The themes of gender, class, race, and sexuality are however much the same across the generic divide, although the specifics obviously vary film by film. In this instance race is primary and class secondary with the other two hardly featuring at all.

This is a reflection of the source material. For the situation in Love thy Neighbour is one of two couples, one black and the other white, living next door to one another. While the two women, Barbie and Joan, get on well enough, their respective husbands, Bill and Eddie, are at loggerheads.

What makes things interesting here, however, is the way in which race and class intersect. Bill is more (aspiring to become) middle class and a Conservative supporter, while Eddie is working class and a Labour supporter.
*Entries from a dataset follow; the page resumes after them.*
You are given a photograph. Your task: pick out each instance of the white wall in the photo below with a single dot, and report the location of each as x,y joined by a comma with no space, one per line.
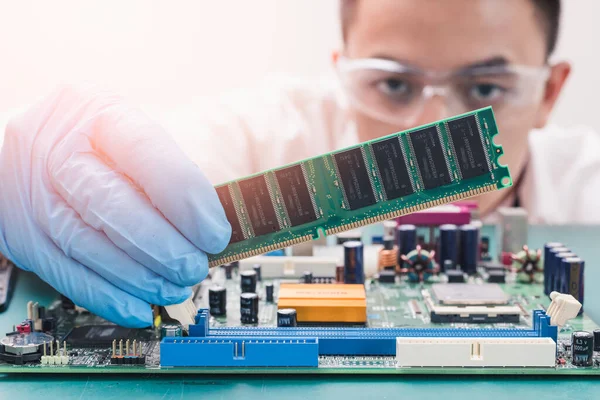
164,52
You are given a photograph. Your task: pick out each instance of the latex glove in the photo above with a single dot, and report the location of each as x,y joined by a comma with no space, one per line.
100,202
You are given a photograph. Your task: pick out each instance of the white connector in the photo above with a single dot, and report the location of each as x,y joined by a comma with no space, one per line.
184,313
563,308
475,352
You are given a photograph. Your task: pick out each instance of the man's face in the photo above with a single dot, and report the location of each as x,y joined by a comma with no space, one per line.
450,35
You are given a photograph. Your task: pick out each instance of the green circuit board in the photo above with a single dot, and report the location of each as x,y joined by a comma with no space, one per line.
377,180
388,305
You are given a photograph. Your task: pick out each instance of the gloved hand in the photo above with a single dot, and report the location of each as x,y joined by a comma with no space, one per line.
100,202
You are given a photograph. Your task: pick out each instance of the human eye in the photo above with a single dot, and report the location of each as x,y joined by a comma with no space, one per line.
486,92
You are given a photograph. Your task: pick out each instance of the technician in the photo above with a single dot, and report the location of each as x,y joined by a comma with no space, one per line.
116,210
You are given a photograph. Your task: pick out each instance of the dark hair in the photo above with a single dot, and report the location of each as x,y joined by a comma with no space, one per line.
548,12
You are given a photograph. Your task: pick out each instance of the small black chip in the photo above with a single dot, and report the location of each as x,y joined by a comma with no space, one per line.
354,177
429,154
227,203
257,199
296,196
391,164
103,335
468,147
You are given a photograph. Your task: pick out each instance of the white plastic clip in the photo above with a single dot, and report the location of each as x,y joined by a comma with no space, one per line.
563,308
184,312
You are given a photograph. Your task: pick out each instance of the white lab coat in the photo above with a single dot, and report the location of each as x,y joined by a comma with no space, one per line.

From a present-day perspective, however, his politics, as expressed in language – lots of use of racist epithets like Sambo and Nig-Nog – and deeds – including painting racist graffiti on Bill and Barbie’s front door and windows – seem more like the things an extreme right-winger would get up to.
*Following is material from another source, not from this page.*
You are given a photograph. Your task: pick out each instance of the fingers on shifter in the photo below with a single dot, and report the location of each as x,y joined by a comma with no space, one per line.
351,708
Simultaneously, however, the film also significantly indicates that racial prejudice is not exclusively confined to whites, albeit generally with Bill responding to Eddie rather than initiating things. The film also clearly raises the subject in order to attempt at least some sort of critique, however unsatisfactory it may be to today’s sensibilities. In this regard it’s also worth noting that Eddie clearly has designs on Barbie. Love – or at least lust – see no colour, indeed.


The male gaze #271

Given all of this, the most awkward aspect of Love thy Neighbour is probably one of the incidental details, in the form of a white man in brownface wearing a towel-type turban and affecting an 'Indian' accent.


It ain't half racist mum

Fans of Hammer’s horror output might just about justify a viewing on the basis of a scene in which Bill and some of the other black workers make it look like they are going to cook and eat Eddie.




What's cooking?

1 comment:

Paul said...

Something you say here:

lots of use of racist epithets like Sambo and Nig-Nog – and deeds – including painting racist graffiti on Bill and Barbie’s front door and windows – seem more like the things an extreme right-winger would get up to.

The BNP's economic manifesto is very socialist - very much like the Labour economic stance of the mid-1970s - so Eddie Booth would fit very well indeed into the modern-day BNP.

Worth bearing in mind that a lot of 'extreme right-wingers' really aren't such at all, at least economically.